尋常性天疱瘡の半分くらいの患者では、口腔のみならず皮膚にも水疱、びらんを認めます。水疱は体のどこにでもできます。治療せずに放置しておくと、体の広範囲にびらんができることもあり、二次感染や体液漏出により重篤な症状が起きます。

落葉状天疱瘡は、皮膚だけに水疱、びらんができます。口腔にできることはありません。
尋常性天疱瘡に比べると水疱がすこし皮膚の浅いところにできるため、すぐに水疱が破れてびらんだけが見られため水疱をみることがまれです。したがって、びらん、痂疲を伴う紅斑の多発をみたら水泡がなくとも落葉状天疱瘡を念頭に置きます。

落葉状天疱瘡は天疱瘡の一亜型で、一般的に尋常性天疱瘡と比較して軽症型と考えられています。薄い鱗屑痂皮を伴った爪甲大までの紅斑が多発し、頭部や顔面、背部などの脂漏部位に好発します。
様々な疾患のワクチン接種後に落葉状天疱瘡の発症が報告されています。落葉状天疱瘡とワクチン接種が関連している可能性は考えらますが、今のところ確たる知見は得られていません。

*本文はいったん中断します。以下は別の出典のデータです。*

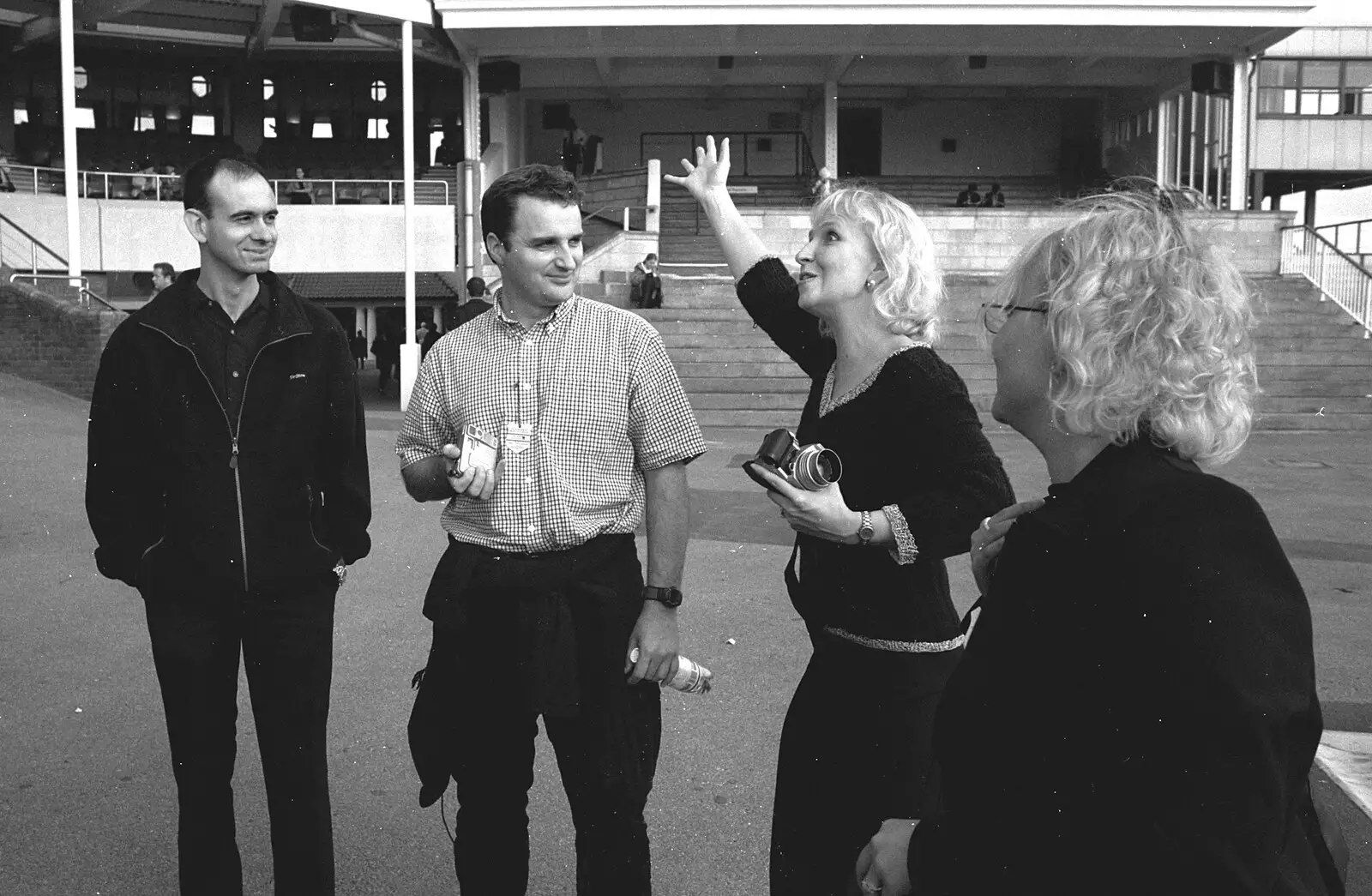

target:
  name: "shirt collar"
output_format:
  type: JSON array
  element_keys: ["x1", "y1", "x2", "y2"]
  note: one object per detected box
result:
[{"x1": 494, "y1": 286, "x2": 581, "y2": 329}]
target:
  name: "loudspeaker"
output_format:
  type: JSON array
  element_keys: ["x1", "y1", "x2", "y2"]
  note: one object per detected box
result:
[
  {"x1": 1191, "y1": 62, "x2": 1233, "y2": 96},
  {"x1": 476, "y1": 59, "x2": 519, "y2": 93},
  {"x1": 291, "y1": 7, "x2": 339, "y2": 44}
]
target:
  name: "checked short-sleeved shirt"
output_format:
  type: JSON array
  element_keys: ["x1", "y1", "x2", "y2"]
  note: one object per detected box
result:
[{"x1": 395, "y1": 293, "x2": 705, "y2": 551}]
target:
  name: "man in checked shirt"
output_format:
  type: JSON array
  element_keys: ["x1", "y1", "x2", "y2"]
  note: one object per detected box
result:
[{"x1": 396, "y1": 165, "x2": 705, "y2": 896}]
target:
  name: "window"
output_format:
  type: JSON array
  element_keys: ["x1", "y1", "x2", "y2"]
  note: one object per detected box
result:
[{"x1": 1258, "y1": 59, "x2": 1372, "y2": 117}]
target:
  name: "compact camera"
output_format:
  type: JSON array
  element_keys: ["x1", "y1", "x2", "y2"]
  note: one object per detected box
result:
[
  {"x1": 743, "y1": 430, "x2": 844, "y2": 491},
  {"x1": 453, "y1": 424, "x2": 499, "y2": 476}
]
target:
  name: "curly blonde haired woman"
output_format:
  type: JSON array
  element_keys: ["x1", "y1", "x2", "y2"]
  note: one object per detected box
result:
[
  {"x1": 670, "y1": 140, "x2": 1014, "y2": 896},
  {"x1": 856, "y1": 188, "x2": 1342, "y2": 896}
]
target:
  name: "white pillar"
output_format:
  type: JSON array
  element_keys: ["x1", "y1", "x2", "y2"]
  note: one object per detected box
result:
[
  {"x1": 1152, "y1": 99, "x2": 1171, "y2": 187},
  {"x1": 823, "y1": 81, "x2": 839, "y2": 177},
  {"x1": 643, "y1": 159, "x2": 663, "y2": 233},
  {"x1": 462, "y1": 57, "x2": 484, "y2": 283},
  {"x1": 57, "y1": 0, "x2": 81, "y2": 286},
  {"x1": 1230, "y1": 53, "x2": 1253, "y2": 211},
  {"x1": 400, "y1": 19, "x2": 420, "y2": 410}
]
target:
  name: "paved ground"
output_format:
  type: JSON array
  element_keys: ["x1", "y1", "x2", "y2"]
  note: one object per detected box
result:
[{"x1": 0, "y1": 375, "x2": 1372, "y2": 896}]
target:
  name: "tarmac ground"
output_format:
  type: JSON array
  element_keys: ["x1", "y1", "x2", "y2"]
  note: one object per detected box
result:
[{"x1": 0, "y1": 375, "x2": 1372, "y2": 896}]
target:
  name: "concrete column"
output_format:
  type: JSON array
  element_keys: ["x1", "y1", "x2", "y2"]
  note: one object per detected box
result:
[
  {"x1": 400, "y1": 19, "x2": 420, "y2": 410},
  {"x1": 1152, "y1": 99, "x2": 1171, "y2": 187},
  {"x1": 643, "y1": 159, "x2": 663, "y2": 233},
  {"x1": 821, "y1": 81, "x2": 839, "y2": 177},
  {"x1": 57, "y1": 0, "x2": 81, "y2": 280},
  {"x1": 1230, "y1": 53, "x2": 1253, "y2": 210}
]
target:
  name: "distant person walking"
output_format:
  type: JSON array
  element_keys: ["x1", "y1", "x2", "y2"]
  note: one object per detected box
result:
[{"x1": 85, "y1": 156, "x2": 372, "y2": 896}]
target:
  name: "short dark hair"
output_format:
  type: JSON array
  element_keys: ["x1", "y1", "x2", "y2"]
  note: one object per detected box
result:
[
  {"x1": 482, "y1": 165, "x2": 583, "y2": 243},
  {"x1": 181, "y1": 153, "x2": 266, "y2": 217}
]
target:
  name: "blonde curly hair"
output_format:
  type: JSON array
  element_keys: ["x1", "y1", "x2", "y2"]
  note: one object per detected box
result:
[
  {"x1": 992, "y1": 183, "x2": 1257, "y2": 466},
  {"x1": 809, "y1": 183, "x2": 944, "y2": 343}
]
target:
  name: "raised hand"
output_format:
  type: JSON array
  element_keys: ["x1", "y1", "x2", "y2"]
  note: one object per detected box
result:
[{"x1": 663, "y1": 135, "x2": 729, "y2": 201}]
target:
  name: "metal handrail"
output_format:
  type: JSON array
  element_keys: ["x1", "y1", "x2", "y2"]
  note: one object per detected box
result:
[
  {"x1": 1281, "y1": 224, "x2": 1372, "y2": 339},
  {"x1": 581, "y1": 203, "x2": 656, "y2": 231},
  {"x1": 5, "y1": 163, "x2": 451, "y2": 206},
  {"x1": 638, "y1": 130, "x2": 819, "y2": 180},
  {"x1": 9, "y1": 272, "x2": 123, "y2": 311},
  {"x1": 1315, "y1": 218, "x2": 1372, "y2": 258}
]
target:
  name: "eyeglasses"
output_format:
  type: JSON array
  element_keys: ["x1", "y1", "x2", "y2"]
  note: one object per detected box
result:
[{"x1": 981, "y1": 304, "x2": 1048, "y2": 334}]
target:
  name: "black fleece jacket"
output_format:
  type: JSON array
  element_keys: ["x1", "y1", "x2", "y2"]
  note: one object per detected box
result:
[{"x1": 87, "y1": 270, "x2": 372, "y2": 598}]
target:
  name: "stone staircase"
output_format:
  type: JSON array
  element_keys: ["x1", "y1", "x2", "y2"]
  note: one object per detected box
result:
[{"x1": 581, "y1": 268, "x2": 1372, "y2": 430}]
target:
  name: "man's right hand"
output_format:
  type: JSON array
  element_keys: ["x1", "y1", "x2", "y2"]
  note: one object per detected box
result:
[{"x1": 443, "y1": 443, "x2": 505, "y2": 501}]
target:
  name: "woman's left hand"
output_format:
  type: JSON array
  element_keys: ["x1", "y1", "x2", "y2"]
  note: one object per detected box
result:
[
  {"x1": 753, "y1": 464, "x2": 862, "y2": 544},
  {"x1": 853, "y1": 818, "x2": 919, "y2": 896}
]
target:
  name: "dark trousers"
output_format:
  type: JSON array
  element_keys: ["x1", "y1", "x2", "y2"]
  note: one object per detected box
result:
[
  {"x1": 771, "y1": 633, "x2": 962, "y2": 896},
  {"x1": 433, "y1": 537, "x2": 661, "y2": 896},
  {"x1": 147, "y1": 585, "x2": 336, "y2": 896}
]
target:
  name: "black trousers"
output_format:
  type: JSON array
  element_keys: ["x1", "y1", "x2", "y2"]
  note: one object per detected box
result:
[
  {"x1": 771, "y1": 631, "x2": 962, "y2": 896},
  {"x1": 147, "y1": 583, "x2": 338, "y2": 896},
  {"x1": 430, "y1": 537, "x2": 661, "y2": 896}
]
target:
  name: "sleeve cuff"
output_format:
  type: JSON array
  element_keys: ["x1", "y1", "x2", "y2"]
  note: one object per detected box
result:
[{"x1": 881, "y1": 503, "x2": 919, "y2": 565}]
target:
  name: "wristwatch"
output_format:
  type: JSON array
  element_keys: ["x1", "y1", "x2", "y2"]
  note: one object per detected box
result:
[
  {"x1": 858, "y1": 510, "x2": 876, "y2": 548},
  {"x1": 643, "y1": 585, "x2": 682, "y2": 608}
]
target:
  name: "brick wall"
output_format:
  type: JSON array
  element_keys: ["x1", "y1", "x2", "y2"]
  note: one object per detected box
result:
[
  {"x1": 743, "y1": 208, "x2": 1294, "y2": 276},
  {"x1": 0, "y1": 268, "x2": 128, "y2": 398}
]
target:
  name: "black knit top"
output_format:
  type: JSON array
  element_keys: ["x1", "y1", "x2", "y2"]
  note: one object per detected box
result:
[{"x1": 738, "y1": 258, "x2": 1015, "y2": 649}]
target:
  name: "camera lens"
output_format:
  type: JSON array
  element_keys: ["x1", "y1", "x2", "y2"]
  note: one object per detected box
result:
[{"x1": 794, "y1": 444, "x2": 844, "y2": 491}]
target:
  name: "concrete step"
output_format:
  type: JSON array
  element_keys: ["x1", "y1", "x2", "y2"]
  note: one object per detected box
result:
[
  {"x1": 682, "y1": 368, "x2": 809, "y2": 396},
  {"x1": 1257, "y1": 395, "x2": 1372, "y2": 414},
  {"x1": 686, "y1": 393, "x2": 805, "y2": 417},
  {"x1": 1254, "y1": 412, "x2": 1372, "y2": 430}
]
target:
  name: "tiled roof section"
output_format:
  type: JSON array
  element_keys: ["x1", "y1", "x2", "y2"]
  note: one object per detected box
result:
[{"x1": 284, "y1": 273, "x2": 458, "y2": 302}]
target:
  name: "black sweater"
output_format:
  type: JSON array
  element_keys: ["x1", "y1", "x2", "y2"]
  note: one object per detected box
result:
[
  {"x1": 87, "y1": 270, "x2": 372, "y2": 599},
  {"x1": 738, "y1": 258, "x2": 1014, "y2": 642},
  {"x1": 910, "y1": 441, "x2": 1326, "y2": 896}
]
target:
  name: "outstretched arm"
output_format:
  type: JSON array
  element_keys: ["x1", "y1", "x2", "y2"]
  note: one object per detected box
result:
[{"x1": 663, "y1": 137, "x2": 767, "y2": 280}]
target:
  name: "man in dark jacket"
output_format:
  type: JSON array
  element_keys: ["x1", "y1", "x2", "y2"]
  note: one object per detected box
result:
[{"x1": 87, "y1": 156, "x2": 372, "y2": 896}]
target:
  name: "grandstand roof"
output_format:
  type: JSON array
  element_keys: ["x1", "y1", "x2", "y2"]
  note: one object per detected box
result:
[{"x1": 283, "y1": 273, "x2": 458, "y2": 302}]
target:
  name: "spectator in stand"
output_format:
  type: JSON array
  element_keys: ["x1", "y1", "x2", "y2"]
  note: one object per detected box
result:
[
  {"x1": 981, "y1": 183, "x2": 1006, "y2": 208},
  {"x1": 0, "y1": 147, "x2": 14, "y2": 194},
  {"x1": 153, "y1": 261, "x2": 176, "y2": 295},
  {"x1": 453, "y1": 277, "x2": 491, "y2": 327},
  {"x1": 629, "y1": 252, "x2": 663, "y2": 307},
  {"x1": 286, "y1": 167, "x2": 314, "y2": 206}
]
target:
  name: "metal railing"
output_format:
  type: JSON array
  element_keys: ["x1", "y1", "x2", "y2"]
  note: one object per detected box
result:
[
  {"x1": 1281, "y1": 225, "x2": 1372, "y2": 339},
  {"x1": 1315, "y1": 218, "x2": 1372, "y2": 268},
  {"x1": 5, "y1": 165, "x2": 451, "y2": 206},
  {"x1": 638, "y1": 130, "x2": 819, "y2": 183},
  {"x1": 0, "y1": 214, "x2": 121, "y2": 311}
]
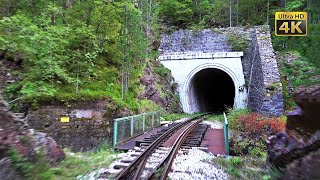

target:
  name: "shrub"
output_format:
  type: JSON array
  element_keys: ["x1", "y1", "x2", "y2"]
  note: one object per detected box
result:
[
  {"x1": 227, "y1": 33, "x2": 248, "y2": 51},
  {"x1": 230, "y1": 113, "x2": 285, "y2": 157}
]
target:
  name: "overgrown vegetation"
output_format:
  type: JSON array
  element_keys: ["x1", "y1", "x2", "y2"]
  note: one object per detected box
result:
[
  {"x1": 227, "y1": 110, "x2": 285, "y2": 157},
  {"x1": 227, "y1": 33, "x2": 249, "y2": 52},
  {"x1": 8, "y1": 143, "x2": 118, "y2": 180},
  {"x1": 49, "y1": 146, "x2": 117, "y2": 180},
  {"x1": 0, "y1": 0, "x2": 165, "y2": 110},
  {"x1": 212, "y1": 156, "x2": 280, "y2": 180}
]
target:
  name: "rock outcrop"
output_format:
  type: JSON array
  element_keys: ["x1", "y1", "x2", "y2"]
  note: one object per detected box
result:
[
  {"x1": 267, "y1": 85, "x2": 320, "y2": 179},
  {"x1": 0, "y1": 95, "x2": 65, "y2": 179}
]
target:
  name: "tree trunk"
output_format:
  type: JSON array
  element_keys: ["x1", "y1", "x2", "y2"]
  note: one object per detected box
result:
[
  {"x1": 267, "y1": 0, "x2": 270, "y2": 25},
  {"x1": 229, "y1": 0, "x2": 232, "y2": 27}
]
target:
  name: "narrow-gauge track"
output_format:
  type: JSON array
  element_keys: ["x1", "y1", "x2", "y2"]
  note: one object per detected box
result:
[{"x1": 114, "y1": 115, "x2": 206, "y2": 179}]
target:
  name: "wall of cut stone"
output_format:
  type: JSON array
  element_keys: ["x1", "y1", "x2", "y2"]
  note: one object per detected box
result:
[
  {"x1": 28, "y1": 101, "x2": 119, "y2": 151},
  {"x1": 252, "y1": 26, "x2": 284, "y2": 116},
  {"x1": 159, "y1": 26, "x2": 284, "y2": 116}
]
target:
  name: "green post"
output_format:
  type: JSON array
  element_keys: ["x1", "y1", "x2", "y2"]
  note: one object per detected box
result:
[
  {"x1": 223, "y1": 113, "x2": 230, "y2": 158},
  {"x1": 142, "y1": 113, "x2": 146, "y2": 132},
  {"x1": 113, "y1": 121, "x2": 118, "y2": 149},
  {"x1": 151, "y1": 112, "x2": 154, "y2": 128},
  {"x1": 130, "y1": 117, "x2": 133, "y2": 137}
]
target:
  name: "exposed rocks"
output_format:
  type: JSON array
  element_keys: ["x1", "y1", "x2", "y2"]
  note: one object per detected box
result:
[
  {"x1": 282, "y1": 149, "x2": 320, "y2": 180},
  {"x1": 0, "y1": 95, "x2": 65, "y2": 179},
  {"x1": 159, "y1": 29, "x2": 231, "y2": 54},
  {"x1": 0, "y1": 157, "x2": 23, "y2": 180},
  {"x1": 267, "y1": 85, "x2": 320, "y2": 179},
  {"x1": 28, "y1": 100, "x2": 117, "y2": 151}
]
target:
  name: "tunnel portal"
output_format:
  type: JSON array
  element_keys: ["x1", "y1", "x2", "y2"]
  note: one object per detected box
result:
[{"x1": 189, "y1": 68, "x2": 235, "y2": 113}]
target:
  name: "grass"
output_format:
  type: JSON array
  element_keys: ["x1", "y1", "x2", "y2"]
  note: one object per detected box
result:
[
  {"x1": 226, "y1": 109, "x2": 250, "y2": 128},
  {"x1": 49, "y1": 145, "x2": 118, "y2": 180},
  {"x1": 212, "y1": 156, "x2": 279, "y2": 180}
]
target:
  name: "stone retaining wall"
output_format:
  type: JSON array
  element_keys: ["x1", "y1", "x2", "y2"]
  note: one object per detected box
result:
[{"x1": 28, "y1": 101, "x2": 121, "y2": 151}]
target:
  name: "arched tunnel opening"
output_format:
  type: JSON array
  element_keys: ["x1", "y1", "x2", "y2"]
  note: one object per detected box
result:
[{"x1": 189, "y1": 68, "x2": 235, "y2": 113}]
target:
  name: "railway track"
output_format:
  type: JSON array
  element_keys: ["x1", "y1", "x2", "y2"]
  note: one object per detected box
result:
[{"x1": 107, "y1": 115, "x2": 207, "y2": 180}]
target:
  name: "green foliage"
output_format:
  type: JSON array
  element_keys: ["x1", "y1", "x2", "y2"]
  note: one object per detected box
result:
[
  {"x1": 280, "y1": 54, "x2": 320, "y2": 87},
  {"x1": 230, "y1": 113, "x2": 285, "y2": 157},
  {"x1": 0, "y1": 0, "x2": 147, "y2": 112},
  {"x1": 273, "y1": 24, "x2": 320, "y2": 68},
  {"x1": 227, "y1": 109, "x2": 250, "y2": 129},
  {"x1": 154, "y1": 66, "x2": 171, "y2": 77},
  {"x1": 227, "y1": 33, "x2": 248, "y2": 51},
  {"x1": 212, "y1": 156, "x2": 271, "y2": 179},
  {"x1": 49, "y1": 147, "x2": 118, "y2": 180}
]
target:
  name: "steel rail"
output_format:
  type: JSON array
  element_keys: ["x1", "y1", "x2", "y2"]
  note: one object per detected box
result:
[
  {"x1": 114, "y1": 114, "x2": 206, "y2": 180},
  {"x1": 147, "y1": 119, "x2": 203, "y2": 180}
]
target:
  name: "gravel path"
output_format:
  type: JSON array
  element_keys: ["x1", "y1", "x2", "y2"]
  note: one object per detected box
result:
[{"x1": 168, "y1": 148, "x2": 228, "y2": 180}]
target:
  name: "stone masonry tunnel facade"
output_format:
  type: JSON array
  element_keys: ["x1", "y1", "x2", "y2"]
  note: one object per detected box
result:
[
  {"x1": 159, "y1": 52, "x2": 247, "y2": 113},
  {"x1": 189, "y1": 68, "x2": 235, "y2": 113},
  {"x1": 158, "y1": 26, "x2": 284, "y2": 116}
]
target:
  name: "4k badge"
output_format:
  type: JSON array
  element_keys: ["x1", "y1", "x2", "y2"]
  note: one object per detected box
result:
[{"x1": 275, "y1": 12, "x2": 308, "y2": 36}]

線状IgA水疱症は皮膚基底膜部にIgA自己抗体が線状に沈着して表皮下水疱を生じる疾患で、紅斑と緊満性水疱が全身に多発し強い掻痒感を伴います。

口腔内びらんをみたときの鑑別すべき疾患

口腔内のびらんをみたときには、成人では次の疾患を鑑別します。

  1. 口腔内カンジダ(鵞口瘡)
  2. SJS、中毒性表皮壊死症TEN
  3. ベーチェット病
  4. 扁平苔癬
  5. 自己免疫性水疱症(尋常性天疱瘡、粘膜類天疱瘡など)
  6. 粘液貯留嚢胞 など

アフタが主症状のベーチェット病、頬粘膜や舌の白苔が主症状の口腔カンジダ(写真4)、頬粘膜や口唇に白色レース状病変を呈する扁平苔癬、びらんや水疱が主症状の尋常性天疱瘡、腫瘍随伴性天疱瘡、水疱性類天疱瘡、粘膜類天疱瘡などの粘膜に症状を呈する自己免疫性水疱症、SJSは結膜や皮膚にも症状、粘液貯留嚢胞は口唇にできる小唾液腺の狭窄・閉塞で起こります。

口腔カンジダ
写真4口腔カンジダ

扁平苔癬(写真5)は頬粘膜や口唇に白色レース様病変で原因不明のことが多いですが、薬剤・金属アレルギーの関与が疑われることがあります。ステロイド外用薬(ケナログ)が使用されます。

扁平苔癬
写真5扁平苔癬

自己免疫性水疱症(尋常性天疱瘡、粘膜類天疱瘡など)は比較的長い経過で広範囲の口腔内びらんが起こります。診断には抗デスモグレイン3抗体と1抗体を測定します。